Au-delà de ces aspects juridiques, j'ajouterai une dernière chose. Au cours des auditions que j'ai menées en qualité de rapporteur, tous mes interlocuteurs, sans exception, ont souligné le véritable effet d'aubaine que la majoration de 30 % des droits à construire représentait pour les propriétaires, dont la valeur des biens sera mécaniquement accrue. Et tous ont décrit des comportements de surenchère et d'attentisme qui ne manqueront pas d'accroître les tensions sur un marché foncier qui, nous le savons tous, n'en a vraiment pas besoin.

Dans ces conditions, mes chers collègues, je suis bien entendu favorable à l'initiative de nos collègues sénateurs dont je vais maintenant présenter, très brièvement, le contenu.

L'article 1er de la proposition de loi vise à abroger le nouvel article L. 123-1-11-1 du code de l'urbanisme, qui instaure la majoration de 30 % des droits à construire. De fait, il supprime également la possibilité de combiner cette majoration avec les autres facultés de dépassement que j'ai évoquées, pour la construction de logements sociaux par exemple. Enfin, cet article rétablit le seuil initial de dépassement des règles de constructibilité autorisé en zone urbaine, qui était de 20 % et que la loi du 20 mars 2012 avait porté à 30 %.

Le second article de la proposition de loi aménage un dispositif transitoire pour les communes - ou les EPCI - dans lesquelles la majoration de 30 % des droits à construire sera applicable au moment de la promulgation de la présente loi. Son premier alinéa a pour effet de maintenir l'application des majorations qui ont été souhaitées implicitement, en l'absence de délibération en sens contraire par le conseil municipal, au terme de la procédure de consultation du public dans les conditions prévues par la loi du 20 mars 2012. Dans ce cas de figure, la majoration de 30 % des droits à construire s'applique aux demandes de permis de construire et aux déclarations préalables déposées, au plus tard, le 31 décembre 2015. En revanche, cette majoration ne sera plus applicable sur le territoire des collectivités n'ayant pas engagé de procédure de consultation du public d'ici à la promulgation de la présente proposition de loi, sans que ces dernières n'aient à entreprendre la moindre démarche.
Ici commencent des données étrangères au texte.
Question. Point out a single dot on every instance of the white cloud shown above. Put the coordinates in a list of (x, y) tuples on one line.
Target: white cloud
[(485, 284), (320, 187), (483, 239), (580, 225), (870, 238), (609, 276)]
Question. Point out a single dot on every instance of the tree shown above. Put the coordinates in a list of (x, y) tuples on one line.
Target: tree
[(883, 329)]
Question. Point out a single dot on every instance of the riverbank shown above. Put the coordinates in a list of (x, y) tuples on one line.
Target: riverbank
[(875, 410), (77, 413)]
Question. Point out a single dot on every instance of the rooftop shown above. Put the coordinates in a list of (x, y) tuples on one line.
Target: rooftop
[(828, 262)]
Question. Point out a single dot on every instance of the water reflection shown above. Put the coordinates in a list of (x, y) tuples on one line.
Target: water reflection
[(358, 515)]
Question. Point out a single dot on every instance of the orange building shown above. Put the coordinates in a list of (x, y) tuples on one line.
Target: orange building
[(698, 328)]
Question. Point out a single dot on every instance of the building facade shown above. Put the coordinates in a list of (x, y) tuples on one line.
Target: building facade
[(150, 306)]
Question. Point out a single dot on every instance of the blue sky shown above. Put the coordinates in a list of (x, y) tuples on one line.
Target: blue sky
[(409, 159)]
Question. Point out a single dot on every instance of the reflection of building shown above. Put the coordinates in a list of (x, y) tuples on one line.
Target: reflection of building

Du fait du maintien de la majoration de 30 % pour les collectivités l'ayant adoptée implicitement, il convenait de prévoir, dans le même temps, la possibilité pour ces collectivités de sortir du dispositif, comme initialement prévu. Tel est l'objet du second alinéa qui prévoit que, dans les communes et EPCI sur le territoire desquels la majoration de 30 % sera applicable à la date de promulgation du présent texte, le dispositif restera en vigueur jusqu'au 31 décembre 2015 et les collectivités concernées conserveront la possibilité d'y mettre fin à tout moment.

Dans la mesure où ces dispositions transitoires permettent d'assurer la stabilité des droits applicables ainsi que le respect du principe, qui nous est cher à tous, de libre administration des collectivités locales, j'y suis favorable et vous recommande donc l'adoption de la présente proposition de loi.